Let $\set{i_0, i_1, \ldots, i_n}$ be a finite enumeration of a finite set $I$.
Let $\family{g_i}_{i \in I}$ be an indexed family of elements of $G$.
Then:
- the generalized sum $\ds \sum_{i \mathop \in I} g_i$
converges to:
- the summation over finite index $\ds \sum_{i \mathop \in I} g_i$
Proof
Let $\FF$ be the set of finite subsets of $I$.
Let $h = \ds \sum_{i \mathop \in I} g_i$ be the summation over finite index $I$.
Let $U$ be an open subset of $G$ such that $h \in U$.

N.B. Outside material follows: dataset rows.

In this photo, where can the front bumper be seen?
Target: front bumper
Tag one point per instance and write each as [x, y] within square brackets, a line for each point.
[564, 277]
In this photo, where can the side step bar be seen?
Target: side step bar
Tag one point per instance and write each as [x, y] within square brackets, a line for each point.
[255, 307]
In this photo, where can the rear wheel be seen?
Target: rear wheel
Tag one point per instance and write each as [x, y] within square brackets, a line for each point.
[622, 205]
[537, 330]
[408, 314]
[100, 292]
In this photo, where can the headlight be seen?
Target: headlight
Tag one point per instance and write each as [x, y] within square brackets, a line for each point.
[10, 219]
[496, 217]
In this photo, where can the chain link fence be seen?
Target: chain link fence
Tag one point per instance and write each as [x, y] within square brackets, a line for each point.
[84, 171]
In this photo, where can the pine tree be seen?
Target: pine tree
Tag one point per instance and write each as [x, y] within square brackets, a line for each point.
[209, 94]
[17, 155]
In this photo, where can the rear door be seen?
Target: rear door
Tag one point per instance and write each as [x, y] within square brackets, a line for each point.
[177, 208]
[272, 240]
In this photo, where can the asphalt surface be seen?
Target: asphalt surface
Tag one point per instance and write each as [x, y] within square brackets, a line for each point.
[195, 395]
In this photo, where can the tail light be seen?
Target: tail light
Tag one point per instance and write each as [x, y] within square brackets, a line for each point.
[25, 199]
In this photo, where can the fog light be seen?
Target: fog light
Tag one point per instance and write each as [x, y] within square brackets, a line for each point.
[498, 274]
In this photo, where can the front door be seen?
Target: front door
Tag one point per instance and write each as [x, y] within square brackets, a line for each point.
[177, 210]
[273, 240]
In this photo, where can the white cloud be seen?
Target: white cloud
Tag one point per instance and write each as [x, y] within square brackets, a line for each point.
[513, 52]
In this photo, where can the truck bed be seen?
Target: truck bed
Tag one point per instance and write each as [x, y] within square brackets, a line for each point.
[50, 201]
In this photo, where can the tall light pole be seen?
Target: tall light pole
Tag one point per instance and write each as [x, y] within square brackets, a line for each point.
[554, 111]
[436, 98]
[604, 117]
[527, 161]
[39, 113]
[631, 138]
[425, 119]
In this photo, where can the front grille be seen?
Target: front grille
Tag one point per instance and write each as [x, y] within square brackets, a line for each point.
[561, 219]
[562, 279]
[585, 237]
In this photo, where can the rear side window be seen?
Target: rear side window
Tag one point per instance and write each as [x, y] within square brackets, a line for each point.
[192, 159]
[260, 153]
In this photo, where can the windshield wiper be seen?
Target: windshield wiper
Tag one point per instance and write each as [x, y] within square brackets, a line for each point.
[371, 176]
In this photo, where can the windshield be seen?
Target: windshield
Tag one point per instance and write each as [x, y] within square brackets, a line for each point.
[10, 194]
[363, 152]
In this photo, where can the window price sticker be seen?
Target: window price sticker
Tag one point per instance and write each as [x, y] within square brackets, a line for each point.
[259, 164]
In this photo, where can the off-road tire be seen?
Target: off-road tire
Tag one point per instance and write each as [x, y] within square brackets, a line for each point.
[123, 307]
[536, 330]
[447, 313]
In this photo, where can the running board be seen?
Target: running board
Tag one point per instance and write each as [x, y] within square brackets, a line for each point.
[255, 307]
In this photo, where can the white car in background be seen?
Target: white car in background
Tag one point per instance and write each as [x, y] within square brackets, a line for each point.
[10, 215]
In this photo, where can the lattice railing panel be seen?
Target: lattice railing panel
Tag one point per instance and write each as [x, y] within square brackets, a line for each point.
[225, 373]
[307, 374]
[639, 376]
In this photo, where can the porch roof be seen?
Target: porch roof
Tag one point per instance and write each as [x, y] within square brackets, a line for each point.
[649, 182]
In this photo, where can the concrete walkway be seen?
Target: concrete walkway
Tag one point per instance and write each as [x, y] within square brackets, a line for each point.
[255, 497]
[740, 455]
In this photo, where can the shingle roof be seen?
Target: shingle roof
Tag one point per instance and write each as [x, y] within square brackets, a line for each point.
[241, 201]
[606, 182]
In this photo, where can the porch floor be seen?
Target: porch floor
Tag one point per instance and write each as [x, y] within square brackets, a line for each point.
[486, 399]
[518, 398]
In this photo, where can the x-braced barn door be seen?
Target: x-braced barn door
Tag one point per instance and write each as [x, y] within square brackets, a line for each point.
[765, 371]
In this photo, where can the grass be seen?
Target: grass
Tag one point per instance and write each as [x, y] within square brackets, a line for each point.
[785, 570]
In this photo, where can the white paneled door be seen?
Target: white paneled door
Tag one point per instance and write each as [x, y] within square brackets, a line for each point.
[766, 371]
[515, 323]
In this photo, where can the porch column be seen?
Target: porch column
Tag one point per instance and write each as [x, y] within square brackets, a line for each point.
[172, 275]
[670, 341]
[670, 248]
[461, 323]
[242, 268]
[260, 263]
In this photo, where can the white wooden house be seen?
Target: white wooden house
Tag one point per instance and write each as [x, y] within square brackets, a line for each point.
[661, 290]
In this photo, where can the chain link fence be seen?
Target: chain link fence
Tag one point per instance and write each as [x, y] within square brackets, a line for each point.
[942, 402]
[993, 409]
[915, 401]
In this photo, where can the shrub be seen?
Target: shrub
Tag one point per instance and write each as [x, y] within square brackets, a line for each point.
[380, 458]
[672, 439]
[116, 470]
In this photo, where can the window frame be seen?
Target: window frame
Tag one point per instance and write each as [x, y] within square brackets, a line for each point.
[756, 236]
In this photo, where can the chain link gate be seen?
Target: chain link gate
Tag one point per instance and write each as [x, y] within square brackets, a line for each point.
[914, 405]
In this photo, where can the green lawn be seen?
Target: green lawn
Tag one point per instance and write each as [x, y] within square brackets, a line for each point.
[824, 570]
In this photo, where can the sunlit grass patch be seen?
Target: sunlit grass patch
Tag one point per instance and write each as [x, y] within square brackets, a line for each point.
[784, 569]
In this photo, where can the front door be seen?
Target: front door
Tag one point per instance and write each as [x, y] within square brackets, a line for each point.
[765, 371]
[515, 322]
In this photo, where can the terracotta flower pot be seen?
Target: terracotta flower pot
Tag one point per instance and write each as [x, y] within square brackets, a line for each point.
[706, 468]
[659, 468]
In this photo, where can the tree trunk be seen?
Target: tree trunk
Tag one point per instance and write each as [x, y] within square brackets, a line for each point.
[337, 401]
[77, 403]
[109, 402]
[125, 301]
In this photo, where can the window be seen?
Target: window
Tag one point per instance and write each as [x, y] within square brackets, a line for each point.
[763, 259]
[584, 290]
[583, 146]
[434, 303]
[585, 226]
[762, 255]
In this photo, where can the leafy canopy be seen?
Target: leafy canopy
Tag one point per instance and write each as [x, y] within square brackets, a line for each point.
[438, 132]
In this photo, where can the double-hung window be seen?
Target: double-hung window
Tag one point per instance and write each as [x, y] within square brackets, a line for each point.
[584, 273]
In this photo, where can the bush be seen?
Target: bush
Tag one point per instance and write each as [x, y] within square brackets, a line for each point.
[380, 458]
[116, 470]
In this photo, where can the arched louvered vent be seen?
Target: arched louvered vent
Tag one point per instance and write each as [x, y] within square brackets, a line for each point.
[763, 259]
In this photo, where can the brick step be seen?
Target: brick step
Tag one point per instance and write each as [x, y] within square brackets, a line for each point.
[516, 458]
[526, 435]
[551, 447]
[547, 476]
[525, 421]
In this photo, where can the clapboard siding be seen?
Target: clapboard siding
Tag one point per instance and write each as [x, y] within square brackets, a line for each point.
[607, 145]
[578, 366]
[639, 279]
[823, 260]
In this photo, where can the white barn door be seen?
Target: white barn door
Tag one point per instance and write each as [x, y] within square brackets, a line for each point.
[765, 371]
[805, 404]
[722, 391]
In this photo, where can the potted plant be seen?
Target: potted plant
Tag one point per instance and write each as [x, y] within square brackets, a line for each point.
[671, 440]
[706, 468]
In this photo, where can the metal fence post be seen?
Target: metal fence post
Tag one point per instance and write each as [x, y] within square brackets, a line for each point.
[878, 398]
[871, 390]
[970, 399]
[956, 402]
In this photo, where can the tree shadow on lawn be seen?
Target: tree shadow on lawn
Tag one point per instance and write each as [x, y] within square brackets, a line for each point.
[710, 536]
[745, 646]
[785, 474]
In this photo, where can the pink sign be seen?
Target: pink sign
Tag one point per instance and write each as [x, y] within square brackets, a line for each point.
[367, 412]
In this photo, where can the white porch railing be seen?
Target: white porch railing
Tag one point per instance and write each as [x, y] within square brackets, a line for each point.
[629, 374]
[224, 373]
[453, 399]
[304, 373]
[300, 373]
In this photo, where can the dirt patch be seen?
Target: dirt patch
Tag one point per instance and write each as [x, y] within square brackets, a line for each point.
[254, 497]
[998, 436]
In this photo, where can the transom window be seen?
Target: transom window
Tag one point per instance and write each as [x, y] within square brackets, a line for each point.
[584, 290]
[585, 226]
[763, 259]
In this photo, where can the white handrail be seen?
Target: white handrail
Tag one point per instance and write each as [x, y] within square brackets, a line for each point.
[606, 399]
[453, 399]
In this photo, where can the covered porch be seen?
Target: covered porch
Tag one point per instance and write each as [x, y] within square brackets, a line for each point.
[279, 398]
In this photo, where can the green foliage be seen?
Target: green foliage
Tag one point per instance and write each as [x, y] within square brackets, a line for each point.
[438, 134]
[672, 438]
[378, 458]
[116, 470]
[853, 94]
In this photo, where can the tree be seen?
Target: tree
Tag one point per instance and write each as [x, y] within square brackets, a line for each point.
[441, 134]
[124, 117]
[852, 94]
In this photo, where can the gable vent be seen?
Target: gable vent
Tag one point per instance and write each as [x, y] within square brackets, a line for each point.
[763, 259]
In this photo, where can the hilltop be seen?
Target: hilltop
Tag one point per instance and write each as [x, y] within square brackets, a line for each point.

From Set is Subset of Itself:
- $I \in \FF$
Let:
- $J \in \FF : I \subseteq J$
Let $h'= \ds \sum_{j \mathop \in J} g_j$ be the summation over finite index $J$.
By definition of $\FF$:
- $J \subseteq I$
By definition of set equality:
- $I = J$
Hence:
- $h'= h \in U$
Since $U$ was arbitrary, by definition of convergance:
- the generalized sum $\ds \sum_{i \mathop \in I} g_i$
converges to:
- the summation over finite index $\ds \sum_{i \mathop \in I} g_i$
$\blacksquare$